When pushed to defend the EU, and once the arguments over economics and trade have been challenged, the average EU enthusiast will say, with the air of one arguing an incontrovertible truth, that, in the 50 years since the Treaty of Rome, there has been 'peace' in Europe, and shouldn't we all be jolly grateful?
I had a go at this version of history briefly a few days ago - arguing that not only has there not been peace, but that what peace there has been has been largely due to American guarantees. Thinking on it further, I think the argument can be deconstructed as follows: Since it is obviously untrue that the countries that now make up the EU have been at peace for the last half century (given the Prague Spring, the Polish Solidarity unrest, the Greek Colonels, the war in Cyprus, and so on and so on), the argument can only be one of two things: that, once brought within the EU, countries do not declare war on each other, or that the 6 original EU countries have been peaceful since 1957, at least with each other.
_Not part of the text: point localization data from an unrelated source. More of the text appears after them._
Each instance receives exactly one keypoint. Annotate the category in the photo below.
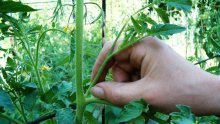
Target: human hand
(152, 71)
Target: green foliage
(131, 111)
(6, 101)
(40, 72)
(13, 7)
(65, 116)
(184, 5)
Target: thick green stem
(80, 100)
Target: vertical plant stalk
(80, 100)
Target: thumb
(118, 93)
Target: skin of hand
(152, 71)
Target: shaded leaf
(184, 5)
(137, 27)
(163, 15)
(65, 116)
(90, 118)
(208, 120)
(12, 7)
(184, 116)
(131, 111)
(165, 29)
(5, 101)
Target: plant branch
(80, 99)
(10, 118)
(43, 118)
(200, 62)
(97, 100)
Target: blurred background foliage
(22, 63)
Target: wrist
(210, 95)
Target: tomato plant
(39, 87)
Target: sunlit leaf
(184, 5)
(12, 7)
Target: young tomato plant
(28, 96)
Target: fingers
(119, 93)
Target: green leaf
(163, 15)
(143, 17)
(11, 62)
(183, 117)
(90, 118)
(139, 120)
(12, 7)
(137, 27)
(131, 111)
(165, 29)
(5, 101)
(184, 5)
(30, 100)
(65, 116)
(208, 120)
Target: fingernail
(98, 92)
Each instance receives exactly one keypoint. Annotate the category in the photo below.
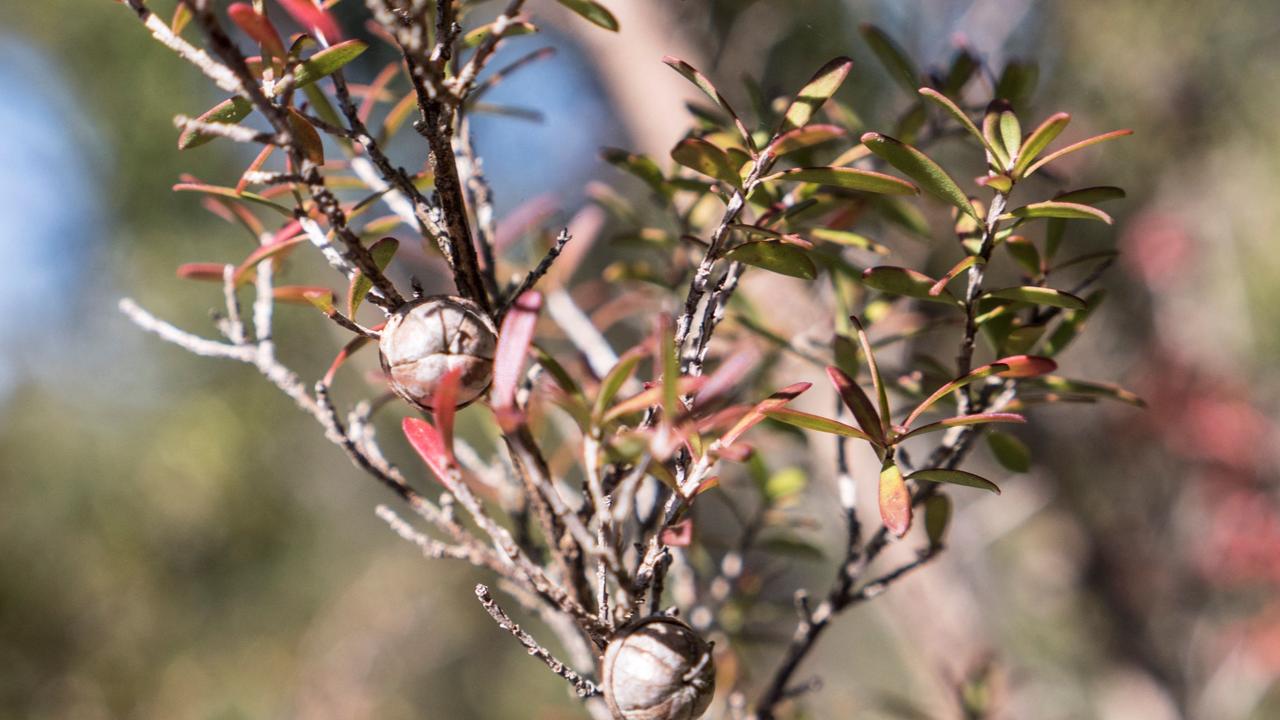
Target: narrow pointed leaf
(906, 282)
(594, 12)
(816, 423)
(1059, 209)
(892, 57)
(359, 288)
(703, 156)
(708, 89)
(775, 256)
(862, 408)
(426, 441)
(920, 168)
(757, 414)
(895, 500)
(849, 178)
(1038, 140)
(955, 478)
(1077, 146)
(328, 62)
(228, 112)
(814, 94)
(1038, 296)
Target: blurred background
(179, 542)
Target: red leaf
(314, 18)
(444, 404)
(757, 414)
(1025, 367)
(259, 27)
(513, 341)
(201, 272)
(429, 445)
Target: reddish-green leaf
(696, 154)
(594, 12)
(955, 478)
(1059, 209)
(1038, 140)
(862, 408)
(978, 419)
(700, 82)
(755, 414)
(920, 168)
(775, 256)
(327, 62)
(849, 178)
(906, 282)
(892, 57)
(814, 94)
(1038, 296)
(228, 112)
(1025, 367)
(816, 423)
(359, 288)
(808, 136)
(895, 500)
(1075, 146)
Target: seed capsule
(658, 669)
(432, 336)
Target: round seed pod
(430, 337)
(658, 669)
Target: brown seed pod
(658, 669)
(432, 336)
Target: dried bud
(658, 669)
(430, 337)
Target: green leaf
(849, 178)
(639, 165)
(856, 401)
(1077, 146)
(920, 168)
(954, 110)
(955, 478)
(1038, 140)
(816, 423)
(814, 94)
(895, 500)
(228, 112)
(700, 81)
(382, 251)
(937, 516)
(892, 57)
(615, 379)
(906, 282)
(801, 139)
(703, 156)
(1059, 209)
(1010, 451)
(785, 483)
(1040, 296)
(776, 256)
(327, 62)
(594, 12)
(848, 238)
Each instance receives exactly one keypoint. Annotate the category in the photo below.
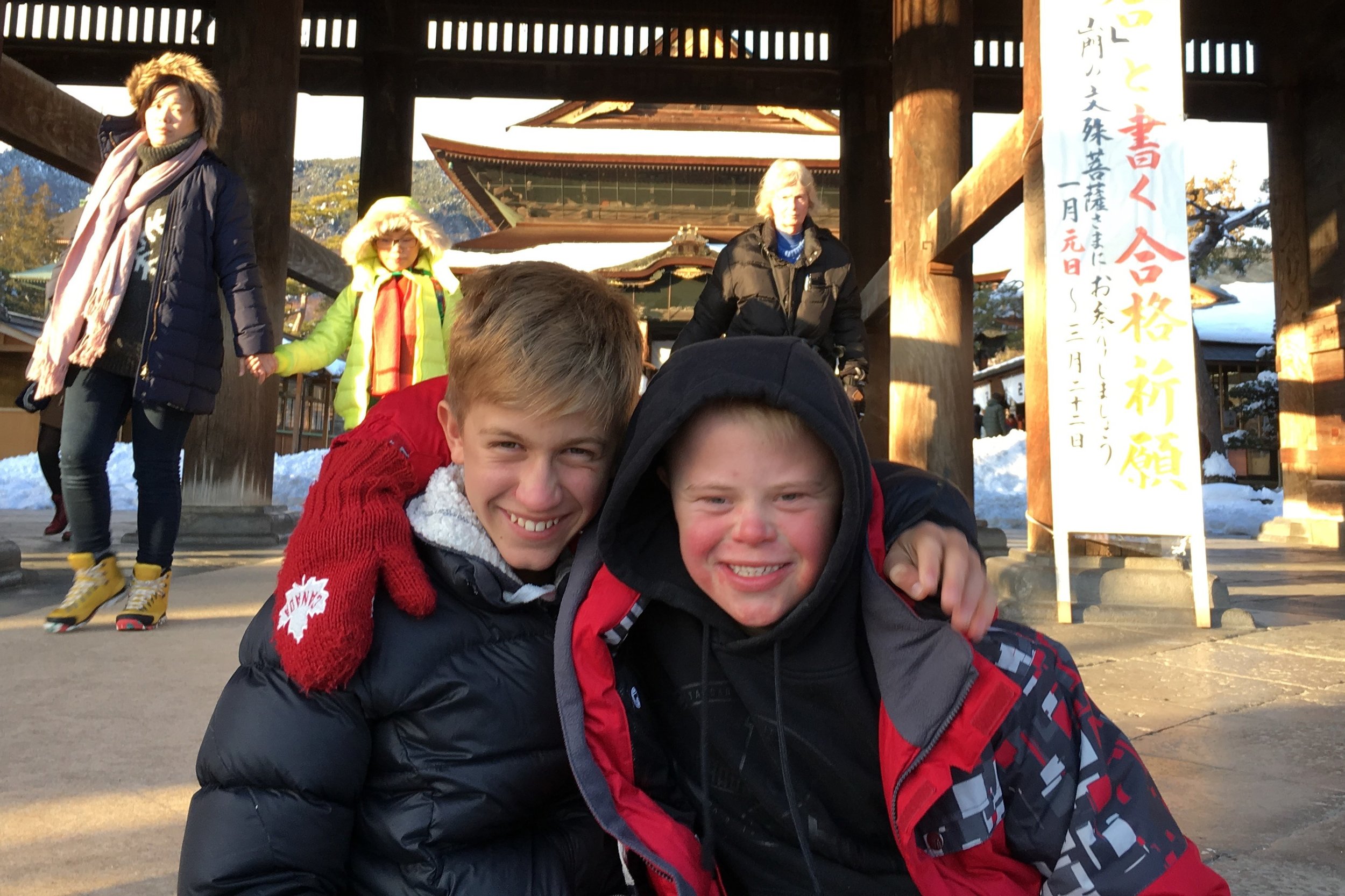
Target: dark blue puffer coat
(209, 251)
(437, 771)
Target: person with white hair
(787, 278)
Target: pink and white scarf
(100, 260)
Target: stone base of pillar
(1304, 530)
(225, 528)
(993, 541)
(11, 557)
(1155, 591)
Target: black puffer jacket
(754, 293)
(208, 251)
(440, 769)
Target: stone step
(1304, 530)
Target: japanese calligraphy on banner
(1125, 446)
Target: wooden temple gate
(929, 63)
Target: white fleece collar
(442, 517)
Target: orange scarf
(392, 361)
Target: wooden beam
(985, 197)
(1292, 256)
(389, 89)
(1037, 416)
(315, 266)
(930, 318)
(46, 123)
(865, 218)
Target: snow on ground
(1239, 510)
(22, 486)
(1251, 321)
(294, 475)
(1001, 482)
(1001, 479)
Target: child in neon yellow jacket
(392, 321)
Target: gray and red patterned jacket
(999, 774)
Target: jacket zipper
(924, 751)
(157, 290)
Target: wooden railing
(711, 42)
(733, 42)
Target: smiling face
(756, 509)
(171, 116)
(397, 251)
(534, 482)
(789, 209)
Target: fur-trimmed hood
(386, 216)
(190, 69)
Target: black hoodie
(801, 819)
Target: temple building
(532, 198)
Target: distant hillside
(429, 184)
(313, 176)
(68, 191)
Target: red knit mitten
(353, 532)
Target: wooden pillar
(1035, 290)
(1293, 279)
(867, 222)
(931, 311)
(230, 452)
(388, 33)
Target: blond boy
(409, 742)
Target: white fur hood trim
(443, 517)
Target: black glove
(852, 380)
(29, 401)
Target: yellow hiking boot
(95, 586)
(147, 605)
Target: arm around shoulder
(329, 341)
(280, 777)
(912, 495)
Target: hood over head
(638, 532)
(203, 87)
(386, 216)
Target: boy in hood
(749, 709)
(409, 743)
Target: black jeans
(49, 458)
(96, 406)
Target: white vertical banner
(1125, 446)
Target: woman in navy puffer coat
(148, 326)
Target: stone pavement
(98, 730)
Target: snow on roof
(1251, 321)
(583, 256)
(1004, 366)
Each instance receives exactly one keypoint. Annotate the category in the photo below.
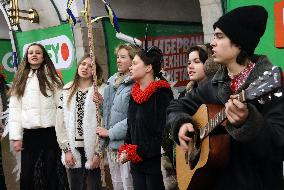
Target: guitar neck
(218, 118)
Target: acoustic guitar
(208, 151)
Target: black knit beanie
(244, 26)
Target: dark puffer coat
(257, 146)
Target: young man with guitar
(253, 143)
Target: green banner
(174, 39)
(59, 43)
(6, 59)
(267, 42)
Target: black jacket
(146, 123)
(256, 146)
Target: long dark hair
(153, 56)
(46, 74)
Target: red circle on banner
(64, 51)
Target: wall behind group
(267, 42)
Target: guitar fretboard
(217, 119)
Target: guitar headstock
(268, 83)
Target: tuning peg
(278, 93)
(267, 73)
(261, 101)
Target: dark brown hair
(153, 56)
(46, 74)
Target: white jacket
(33, 110)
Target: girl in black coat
(146, 120)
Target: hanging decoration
(113, 20)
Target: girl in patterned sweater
(76, 124)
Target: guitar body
(214, 154)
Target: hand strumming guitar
(182, 135)
(236, 111)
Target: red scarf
(140, 96)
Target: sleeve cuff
(251, 126)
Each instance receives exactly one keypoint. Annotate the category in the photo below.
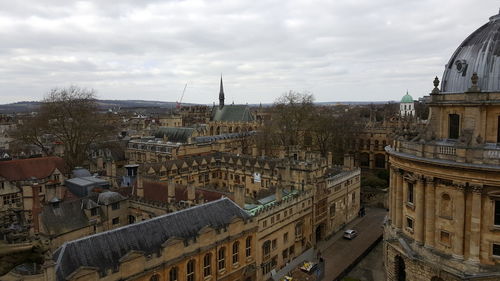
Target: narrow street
(340, 253)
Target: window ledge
(495, 228)
(447, 217)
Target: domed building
(444, 218)
(407, 106)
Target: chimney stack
(279, 193)
(191, 194)
(36, 208)
(171, 191)
(348, 162)
(239, 195)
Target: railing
(485, 154)
(447, 150)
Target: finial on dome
(436, 84)
(474, 79)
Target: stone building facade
(445, 184)
(218, 243)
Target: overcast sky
(339, 50)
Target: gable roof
(175, 134)
(104, 250)
(63, 218)
(24, 169)
(234, 113)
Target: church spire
(221, 94)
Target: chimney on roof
(171, 191)
(36, 208)
(279, 193)
(348, 162)
(239, 195)
(139, 185)
(191, 194)
(221, 94)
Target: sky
(338, 50)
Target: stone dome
(407, 98)
(479, 53)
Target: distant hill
(29, 106)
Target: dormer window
(454, 126)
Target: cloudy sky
(338, 50)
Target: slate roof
(110, 197)
(158, 191)
(175, 134)
(232, 113)
(24, 169)
(479, 53)
(80, 172)
(104, 250)
(66, 217)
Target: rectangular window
(409, 223)
(498, 130)
(410, 193)
(332, 210)
(497, 212)
(248, 246)
(444, 237)
(236, 251)
(222, 258)
(496, 250)
(454, 126)
(285, 254)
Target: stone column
(392, 190)
(459, 220)
(475, 224)
(399, 200)
(430, 212)
(419, 210)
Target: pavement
(371, 267)
(340, 253)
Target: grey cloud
(338, 50)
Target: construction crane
(179, 103)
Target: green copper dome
(407, 98)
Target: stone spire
(221, 94)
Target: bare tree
(71, 117)
(292, 117)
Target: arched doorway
(320, 232)
(399, 264)
(380, 161)
(364, 159)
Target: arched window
(248, 246)
(445, 206)
(236, 250)
(222, 258)
(173, 274)
(207, 265)
(190, 270)
(399, 264)
(155, 277)
(266, 248)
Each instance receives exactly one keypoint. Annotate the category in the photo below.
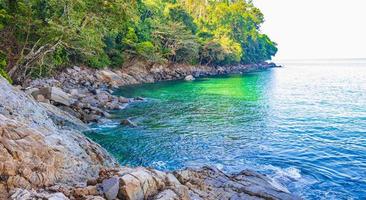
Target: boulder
(59, 96)
(128, 122)
(123, 100)
(110, 77)
(111, 187)
(189, 78)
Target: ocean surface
(304, 125)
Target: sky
(320, 29)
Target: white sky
(316, 28)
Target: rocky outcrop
(41, 144)
(87, 93)
(43, 154)
(145, 183)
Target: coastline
(48, 119)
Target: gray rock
(111, 187)
(128, 122)
(189, 78)
(57, 196)
(59, 96)
(123, 100)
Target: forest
(39, 37)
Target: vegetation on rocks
(38, 37)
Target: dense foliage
(39, 36)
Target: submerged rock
(189, 78)
(128, 122)
(111, 187)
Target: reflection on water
(304, 125)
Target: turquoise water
(304, 125)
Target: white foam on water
(284, 173)
(159, 164)
(219, 166)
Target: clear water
(304, 125)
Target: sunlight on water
(304, 125)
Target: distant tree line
(38, 37)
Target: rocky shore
(87, 93)
(44, 154)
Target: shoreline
(48, 120)
(87, 93)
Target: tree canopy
(39, 36)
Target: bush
(99, 61)
(2, 69)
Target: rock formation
(44, 155)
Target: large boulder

Because, after all, it is not as though European countries have not been at war in the past half century, even those of them that were in the EC from the start. France fought in Indo-China, in Algeria and in Africa. Britain has fought in the Falklands, in Cyprus and in the Gulf. So the main point for celebration is that EU member states have not fought each other for 50 years - a claim that can, see above, refer only to the 6 founder states. Without wishing to seem disrespectful to Belgium, Luxembourg and Holland, the only states this can possibly refer to are Italy, France and Germany.
Put like that, the claim can really be boiled down to: "Hurrah for the EU! It's stopped Germany invading France again." No mean feat you might think, especially as Germany invaded France three times in 60 years. However, while accepting that point, it is also fair to point out that Germany in 1957 was territorially divided, materially reduced, largely disarmed and subject to American and British military occupation. It's at least arguable that those factors were rather more central to its unaccustomed military unassertiveness than the Common Agricultural Policy.